Im currently overhauling the search architecture and am looking to classify my data into types, some of which will have subtypes. Upon investigation, it seems that I could create automatic lookups to classify most of my types/subtypes, except for classifying based on when
field!=value (I am unaware of a way to lookup something that doesn't exist). I could also use eventtypes to build all of the auto classification, which seem to be more flexible in terms of defining the data types (can use full search terms, not just matching key=value pairs).
Is it more efficient performance-wise to use lookup tables over eventtypes?
It seems that the lookup tables apply to only the sourcetype specified, while eventtypes would have to check every event regardless of sourcetype to see if there is a match. If I define an eventtype with some search terms and a sourcetype (e.g.
sourcetype=thislog foo=value), will Splunk only try to match assign that eventtype to the mentioned sourcetype?
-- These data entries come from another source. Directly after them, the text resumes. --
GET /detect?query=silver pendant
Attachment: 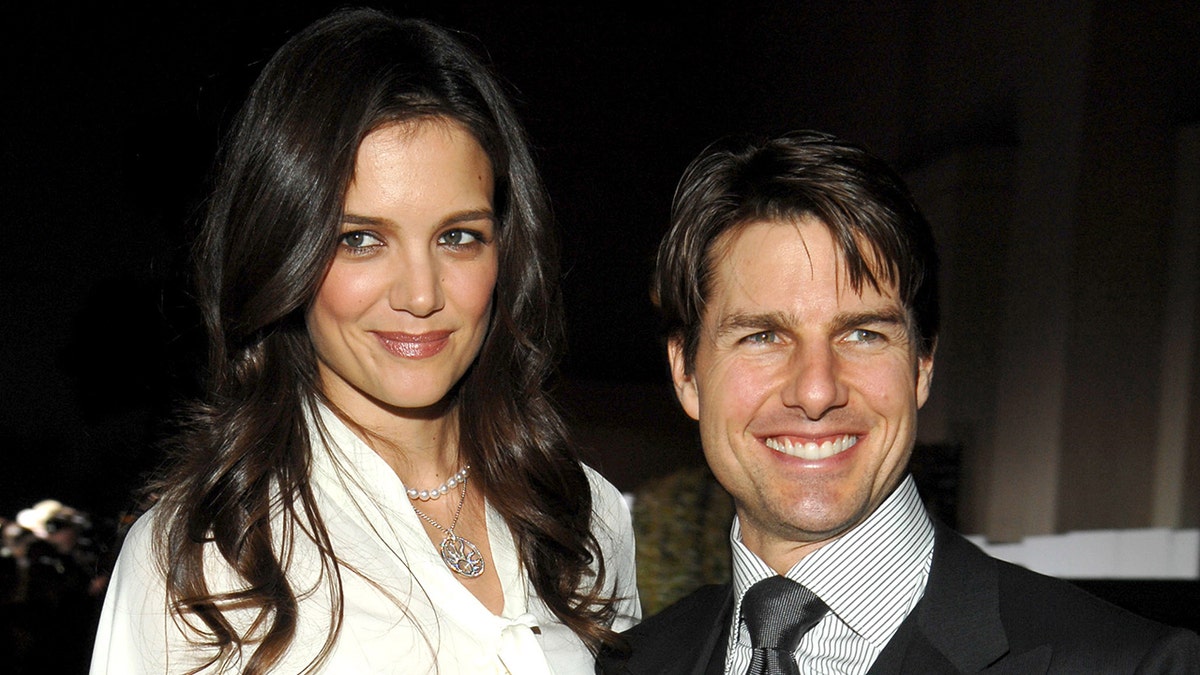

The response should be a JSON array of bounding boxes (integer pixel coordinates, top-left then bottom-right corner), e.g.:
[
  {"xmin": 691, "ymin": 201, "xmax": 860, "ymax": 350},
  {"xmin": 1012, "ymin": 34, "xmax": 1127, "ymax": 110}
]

I read somewhere that there is at least SOME optimization for eventtypes, although it was not clearly documented or explained.
Also, what about using a calculated field to add classification data? how does that compare to eventtypes or lookups. My searches typically return around 1 million events, with occasional searches returning maybe 300 million events.
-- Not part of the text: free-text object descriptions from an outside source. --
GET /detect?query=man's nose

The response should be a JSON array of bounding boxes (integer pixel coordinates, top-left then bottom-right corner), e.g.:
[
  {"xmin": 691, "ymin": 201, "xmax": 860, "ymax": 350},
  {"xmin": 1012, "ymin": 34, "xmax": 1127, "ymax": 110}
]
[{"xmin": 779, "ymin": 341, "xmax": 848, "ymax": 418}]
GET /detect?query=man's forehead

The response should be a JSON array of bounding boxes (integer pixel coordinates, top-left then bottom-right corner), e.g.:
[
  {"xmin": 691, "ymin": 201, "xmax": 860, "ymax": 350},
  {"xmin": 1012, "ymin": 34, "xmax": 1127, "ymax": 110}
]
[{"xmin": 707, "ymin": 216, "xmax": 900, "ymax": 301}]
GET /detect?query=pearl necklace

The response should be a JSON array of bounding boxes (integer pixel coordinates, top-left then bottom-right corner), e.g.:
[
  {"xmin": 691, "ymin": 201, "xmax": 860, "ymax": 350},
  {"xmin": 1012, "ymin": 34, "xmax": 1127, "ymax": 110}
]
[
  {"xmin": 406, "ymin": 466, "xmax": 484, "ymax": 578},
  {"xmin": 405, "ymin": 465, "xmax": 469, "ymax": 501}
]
Lookups aren't preferable from a search performance point of view. To filter based on a lookup Splunk has to load events, add the lookup, and then filter. Slooooow!
Calculated fields are similarly bad, Splunk has to load events, calculate field, filter. Slooooow!
Eventtypes (and tags) differ in that they're just names for regular search language bits. As a result, Splunk can mostly filter stuff before loading the events. Vrooooom!
Thanks for the insight. I actually did some testing which confirms your points, I experienced more performance degradation with calculated fields and lookups as opposed to eventtypes. In the end, the best solution for me was a combination of eventtypes/tags and implementing lookup tables without automatic lookups. I setup a macro to easily add the lookup command manually so our system doesn't take the performance hit if I am returning tons of events with no need for the lookup table data.
Adding the lookup automatically isn't a great performance impact for reporting searches, ie ones that have a stats, chart, table, ... at the end. Splunk will only add the fields from the lookup if the reporting commands require the fields.
The performance impact comes in only if you filter by fields added by the lookup.
I would add here, that lookup tables can be helpful in speeding up searches when used as pre-filters e.g. like
[ |inputlookup myhostfilter | search myfiltercriteria=xyz | fields host ] index=blah
This may reduce disk i/o by a lot.
Splunk tries to do back-generation of the requisite terms via both calculated fields and lookups. It's much harder to do this for the generic calculated field case, but for lookups it's pretty easy. At search startup time, we traverse the table and do a reverse mapping of output terms to input terms, and use those to acquire the events.
As a result, lookups are frequently not actually slower than eventtypes and tags.
As a caveat, it's tricky to get the logic right in scripted lookups to ensure this happens efficiently. We need to create better examples.